Most editors don't make these distinctions, the ANSI FORTRAN 77 standard doesn't require them to, and it permits a standard-conforming compiler to define a method for transforming source code to "standard form" however it wants.

So, GNU Fortran defines it such that users have the best chance of having the code be interpreted the way it looks on the screen of the typical editor.
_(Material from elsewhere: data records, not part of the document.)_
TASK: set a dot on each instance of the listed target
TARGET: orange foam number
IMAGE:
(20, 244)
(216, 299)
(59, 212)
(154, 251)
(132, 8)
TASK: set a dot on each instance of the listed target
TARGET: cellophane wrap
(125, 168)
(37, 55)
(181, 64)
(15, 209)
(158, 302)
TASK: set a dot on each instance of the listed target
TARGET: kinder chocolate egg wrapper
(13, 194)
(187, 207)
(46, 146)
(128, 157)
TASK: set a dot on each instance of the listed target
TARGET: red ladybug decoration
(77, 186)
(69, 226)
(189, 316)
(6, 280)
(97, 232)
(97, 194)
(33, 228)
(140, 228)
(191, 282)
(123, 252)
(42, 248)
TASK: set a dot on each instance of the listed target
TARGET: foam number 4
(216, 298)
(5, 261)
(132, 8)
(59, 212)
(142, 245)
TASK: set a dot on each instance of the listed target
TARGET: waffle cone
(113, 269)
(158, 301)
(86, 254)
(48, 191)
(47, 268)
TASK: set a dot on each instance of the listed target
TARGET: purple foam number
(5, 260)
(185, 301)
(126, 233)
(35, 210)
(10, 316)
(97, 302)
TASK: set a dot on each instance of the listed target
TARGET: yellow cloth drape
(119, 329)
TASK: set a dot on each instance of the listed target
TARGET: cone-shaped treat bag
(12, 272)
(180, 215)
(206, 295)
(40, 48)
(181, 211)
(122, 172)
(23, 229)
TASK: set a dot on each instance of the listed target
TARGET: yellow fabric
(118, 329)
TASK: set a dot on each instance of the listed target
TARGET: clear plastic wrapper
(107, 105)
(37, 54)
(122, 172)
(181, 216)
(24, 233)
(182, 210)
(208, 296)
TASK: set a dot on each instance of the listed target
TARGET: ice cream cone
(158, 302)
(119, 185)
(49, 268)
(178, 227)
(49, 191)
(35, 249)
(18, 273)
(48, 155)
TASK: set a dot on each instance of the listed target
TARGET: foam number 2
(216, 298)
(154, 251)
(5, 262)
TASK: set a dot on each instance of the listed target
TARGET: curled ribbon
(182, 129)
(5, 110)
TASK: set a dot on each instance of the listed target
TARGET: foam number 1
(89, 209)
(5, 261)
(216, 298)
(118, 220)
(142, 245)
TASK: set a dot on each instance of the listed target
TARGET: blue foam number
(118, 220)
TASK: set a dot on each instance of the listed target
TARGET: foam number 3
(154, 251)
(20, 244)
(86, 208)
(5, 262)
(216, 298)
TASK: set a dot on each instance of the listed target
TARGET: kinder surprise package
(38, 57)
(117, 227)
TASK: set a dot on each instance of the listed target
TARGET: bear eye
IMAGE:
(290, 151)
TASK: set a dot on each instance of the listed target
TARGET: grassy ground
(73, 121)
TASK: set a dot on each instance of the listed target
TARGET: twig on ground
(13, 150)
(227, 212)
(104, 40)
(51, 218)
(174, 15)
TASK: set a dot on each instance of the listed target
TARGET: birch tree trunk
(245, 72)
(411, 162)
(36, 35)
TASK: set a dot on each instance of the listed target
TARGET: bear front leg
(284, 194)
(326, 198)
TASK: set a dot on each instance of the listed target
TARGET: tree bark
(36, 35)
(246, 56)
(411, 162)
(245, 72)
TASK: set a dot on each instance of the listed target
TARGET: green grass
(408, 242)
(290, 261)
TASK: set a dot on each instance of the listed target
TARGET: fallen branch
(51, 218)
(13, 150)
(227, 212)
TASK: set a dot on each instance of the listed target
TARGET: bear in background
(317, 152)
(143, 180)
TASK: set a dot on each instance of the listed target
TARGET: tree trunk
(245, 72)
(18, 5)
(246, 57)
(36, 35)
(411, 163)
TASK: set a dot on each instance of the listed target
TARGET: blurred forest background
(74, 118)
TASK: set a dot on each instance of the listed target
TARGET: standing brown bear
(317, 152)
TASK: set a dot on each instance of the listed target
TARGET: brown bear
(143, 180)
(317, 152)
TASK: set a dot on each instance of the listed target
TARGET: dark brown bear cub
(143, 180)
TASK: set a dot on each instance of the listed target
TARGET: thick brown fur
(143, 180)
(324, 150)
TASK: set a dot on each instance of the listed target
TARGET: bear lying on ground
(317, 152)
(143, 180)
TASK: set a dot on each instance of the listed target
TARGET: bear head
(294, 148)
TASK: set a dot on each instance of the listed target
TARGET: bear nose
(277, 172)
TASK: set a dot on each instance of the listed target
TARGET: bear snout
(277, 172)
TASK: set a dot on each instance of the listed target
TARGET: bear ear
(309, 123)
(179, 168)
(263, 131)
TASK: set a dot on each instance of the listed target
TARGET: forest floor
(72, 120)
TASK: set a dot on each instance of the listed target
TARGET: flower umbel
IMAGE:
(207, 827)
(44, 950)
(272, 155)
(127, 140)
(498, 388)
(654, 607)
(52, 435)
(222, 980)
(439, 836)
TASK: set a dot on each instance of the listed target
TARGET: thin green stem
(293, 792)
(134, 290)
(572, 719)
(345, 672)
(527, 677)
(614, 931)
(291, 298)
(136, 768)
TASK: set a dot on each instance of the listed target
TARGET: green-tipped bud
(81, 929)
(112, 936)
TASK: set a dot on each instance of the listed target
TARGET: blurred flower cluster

(Fancy editors should never be required to correctly read code written in classic two-dimensional-plaintext form. By correct reading I mean ability to read it, book-like, without mistaking text ignored by the compiler for program code and vice versa, and without having to count beyond the first several columns. The vague meaning of ASCII TAB, among other things, complicates this somewhat, but as long as "everyone", including the editor, other tools, and printer, agrees about the every-eighth-column convention, the GNU Fortran "pure visual" model meets these requirements. Any language or user-visible source form requiring special tagging of tabs, the ends of lines after spaces/tabs, and so on, fails to meet this fairly straightforward specification. Fortunately, Fortran itself does not mandate such a failure, though most vendor-supplied defaults for their Fortran compilers do fail to meet this specification for readability.)

Further, this model provides a clean interface to whatever preprocessors or code-generators are used to produce input to this phase of g77. Mainly, they need not worry about long lines.